Birds as a resource, as pets, or for sport: pheasant and waterfowl in mosaics from Carthage and Rome

Choosing to describe it as a rook’s nest begs questions that were probably of no matter to a poet. Yet rooks don’t breed at all in Italy now, so taking Day Lewis’s version on trust generates an intriguing ornithological problem. Why are the birds extinct in Italy today? It requires someone of Mynott’s hybridised scholarship to identify and analyse the issues at stake when we place such precise interpretations on the original texts.

Mynott divides his own analysis into broad categories: birds as a resource; birds as pets and familiars or sporting elements; and birds as symbols and vehicles of religious and magical practices.

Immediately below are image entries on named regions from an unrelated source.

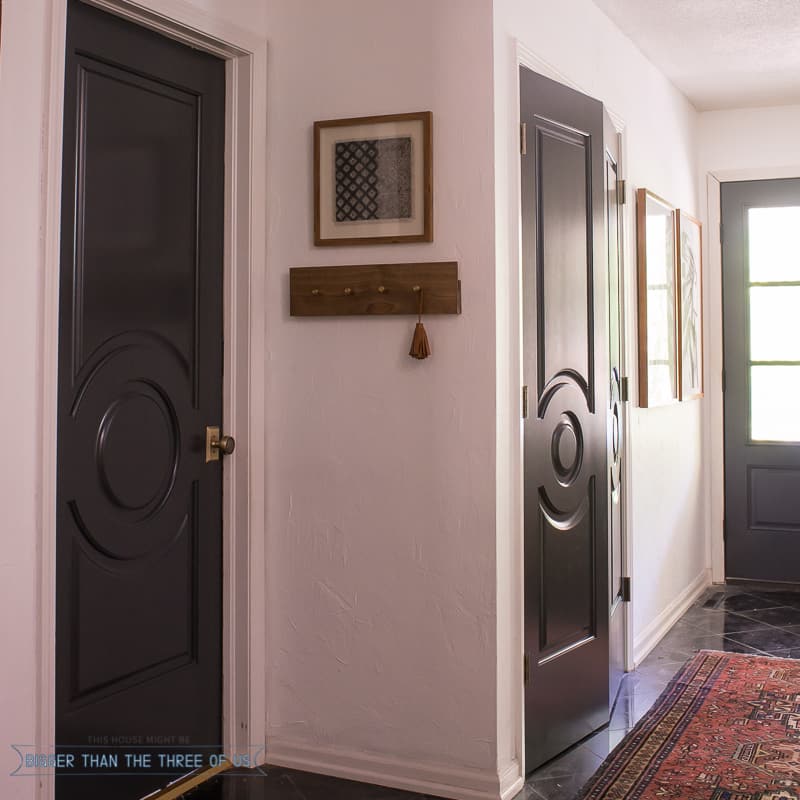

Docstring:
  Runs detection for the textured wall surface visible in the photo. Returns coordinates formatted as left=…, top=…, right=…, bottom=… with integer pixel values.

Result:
left=267, top=0, right=495, bottom=768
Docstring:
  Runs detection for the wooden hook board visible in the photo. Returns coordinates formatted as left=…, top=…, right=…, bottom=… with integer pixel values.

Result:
left=289, top=261, right=461, bottom=317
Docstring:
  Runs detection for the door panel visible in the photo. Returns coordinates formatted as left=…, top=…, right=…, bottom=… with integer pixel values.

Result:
left=520, top=68, right=609, bottom=770
left=721, top=179, right=800, bottom=583
left=56, top=2, right=225, bottom=800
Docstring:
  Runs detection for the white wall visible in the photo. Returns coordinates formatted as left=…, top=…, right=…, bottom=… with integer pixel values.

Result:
left=0, top=0, right=265, bottom=800
left=0, top=0, right=49, bottom=800
left=494, top=0, right=706, bottom=766
left=698, top=106, right=800, bottom=181
left=267, top=0, right=506, bottom=782
left=698, top=106, right=800, bottom=581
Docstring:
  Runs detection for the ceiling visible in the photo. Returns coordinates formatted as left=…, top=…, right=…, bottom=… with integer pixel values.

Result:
left=594, top=0, right=800, bottom=111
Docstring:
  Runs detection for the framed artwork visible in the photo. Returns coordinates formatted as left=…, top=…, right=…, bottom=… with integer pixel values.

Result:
left=636, top=189, right=678, bottom=408
left=314, top=111, right=433, bottom=246
left=675, top=211, right=703, bottom=400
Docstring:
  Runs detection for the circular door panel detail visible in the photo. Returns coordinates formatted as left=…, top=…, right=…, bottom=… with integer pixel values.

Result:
left=550, top=411, right=583, bottom=487
left=97, top=390, right=178, bottom=511
left=62, top=341, right=191, bottom=561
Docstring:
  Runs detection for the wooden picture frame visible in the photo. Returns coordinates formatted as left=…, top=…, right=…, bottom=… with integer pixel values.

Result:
left=636, top=189, right=679, bottom=408
left=314, top=111, right=433, bottom=247
left=675, top=209, right=705, bottom=400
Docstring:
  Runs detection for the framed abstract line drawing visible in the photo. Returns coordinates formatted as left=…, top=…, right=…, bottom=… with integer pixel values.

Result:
left=636, top=189, right=678, bottom=408
left=675, top=210, right=703, bottom=400
left=314, top=111, right=433, bottom=246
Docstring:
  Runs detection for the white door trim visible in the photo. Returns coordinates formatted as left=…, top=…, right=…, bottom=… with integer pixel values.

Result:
left=36, top=0, right=267, bottom=800
left=703, top=165, right=800, bottom=583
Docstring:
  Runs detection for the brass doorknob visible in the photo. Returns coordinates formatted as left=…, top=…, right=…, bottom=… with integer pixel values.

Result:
left=216, top=436, right=236, bottom=456
left=206, top=426, right=236, bottom=464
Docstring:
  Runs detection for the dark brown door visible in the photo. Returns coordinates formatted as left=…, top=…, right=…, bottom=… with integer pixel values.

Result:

Finally he tackles birds as objects of study, especially for the Greek philosopher who is central to the book, and described as a ‘one-man university’: Aristotle. In his massive oeuvre this genius named 140 birds and initiated much of the intellectual groundwork that led to modern biological science.

Perhaps the pre-eminent achievement of the book is not its fastidious examination of classical birds, but the way it pans backwards from the avian minutiae to give us a much broader vision of two great civilisations. Birds and nature may remain centre stage, but ultimately we are asked to consider how Greek and Roman attitudes towards these other parts of life say so much about human nature, both in the past and also today.